Reuters recently interviewed an Ohio Amish couple who have returned to their homes after nearly a year in prison, to which they were sentenced as a result of their hate crimes. Kathryn and Raymond Miller, from Bergholz, Ohio, had participated with 14 others in attacks on several other Amish people in northeastern Ohio under the direction of Sam Mullet, the bishop of the group.
In 2011, the attackers had invaded the homes of Amish families that had not agreed with Mr. Mullet’s orders and had roughly cut the hair and shaved the beards of their victims. Mr. Mullet and his followers were convicted in U.S. federal court of hate crimes. He was sent to prison for 15 years, while the others were sentenced to one to seven years. The story about the prison experiences of Mr. and Mrs. Miller was released by Reuters early last week.
The year in prison was evidently challenging to both of them, and they still have difficult issues to confront. The Amish normally do not have telephones in their homes, but Mr. Miller has to have one. He is on probation and he has to make daily phone calls to his probation officer. He complained that he gets frequent calls from sales personnel trying to sell them things. He says he can’t wait to get rid of the phone line. He also has to wear an electronic ankle monitor at all times, even while he is mowing his hay.
He evidently had a hard time in prison getting used to having a lot of free time, something that the Amish do not encourage. “I read, played softball and played pool. I liked pool and I was pretty good at it,” he told the reporter.

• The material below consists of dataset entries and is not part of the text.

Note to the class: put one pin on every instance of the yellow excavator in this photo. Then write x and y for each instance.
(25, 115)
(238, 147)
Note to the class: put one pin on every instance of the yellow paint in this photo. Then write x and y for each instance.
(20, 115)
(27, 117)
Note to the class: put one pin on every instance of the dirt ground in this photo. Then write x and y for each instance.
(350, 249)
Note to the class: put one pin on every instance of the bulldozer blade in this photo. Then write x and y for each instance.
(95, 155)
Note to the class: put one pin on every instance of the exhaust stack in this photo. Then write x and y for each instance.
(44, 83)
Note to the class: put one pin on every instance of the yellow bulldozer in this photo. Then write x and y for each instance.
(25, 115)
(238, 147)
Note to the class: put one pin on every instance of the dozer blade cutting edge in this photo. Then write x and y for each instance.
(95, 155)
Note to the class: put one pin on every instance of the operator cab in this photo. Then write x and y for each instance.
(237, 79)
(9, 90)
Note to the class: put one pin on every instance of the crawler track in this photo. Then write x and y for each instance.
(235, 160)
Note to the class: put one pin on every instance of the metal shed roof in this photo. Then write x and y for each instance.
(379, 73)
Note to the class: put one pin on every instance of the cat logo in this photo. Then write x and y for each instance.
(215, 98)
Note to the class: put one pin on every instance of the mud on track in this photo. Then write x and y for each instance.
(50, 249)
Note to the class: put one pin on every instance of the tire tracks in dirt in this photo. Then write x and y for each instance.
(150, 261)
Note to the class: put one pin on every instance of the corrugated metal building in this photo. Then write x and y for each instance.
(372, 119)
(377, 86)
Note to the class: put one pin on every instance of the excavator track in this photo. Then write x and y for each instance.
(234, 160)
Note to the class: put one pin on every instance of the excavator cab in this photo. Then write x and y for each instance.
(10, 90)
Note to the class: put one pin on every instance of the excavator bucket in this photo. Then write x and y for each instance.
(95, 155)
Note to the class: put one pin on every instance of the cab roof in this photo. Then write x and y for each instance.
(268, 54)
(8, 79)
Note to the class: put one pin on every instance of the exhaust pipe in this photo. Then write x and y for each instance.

He said, perhaps tongue-in-cheek, that they might want to put a pool table in Mr. Mullet’s home, meaning in the large room in that house the group used for their church services. The reporter noticed Mrs. Miller in the background shaking her head no. She said that she too played pool in prison, but they couldn’t play it around Bergholz. “The girls in prison gave me a hard time that I was gambling,” she said.
She had to leave her three young children in the care of her mother-in-law while she served her prison sentence. The older Mrs. Miller and her husband were among the victims of the attacks in 2011. Evidently, that lady takes the biblical injunction to forgive quite seriously, since her own son and daughter-in-law were among the attackers. Kathryn Miller’s three year old daughter is still calling the older Mrs. Miller “mom,” even though Kathryn has been home from prison for two months.
The reporter noted that Kathryn Miller used some prison slang in her conversation, referring to other prisoners as “cellies” and “bunkies.” She wore a smaller head covering while she was in prison, in addition to long brown dresses. She summed up her prison experience with a chilling phrase: “I didn’t feel like I was Amish.”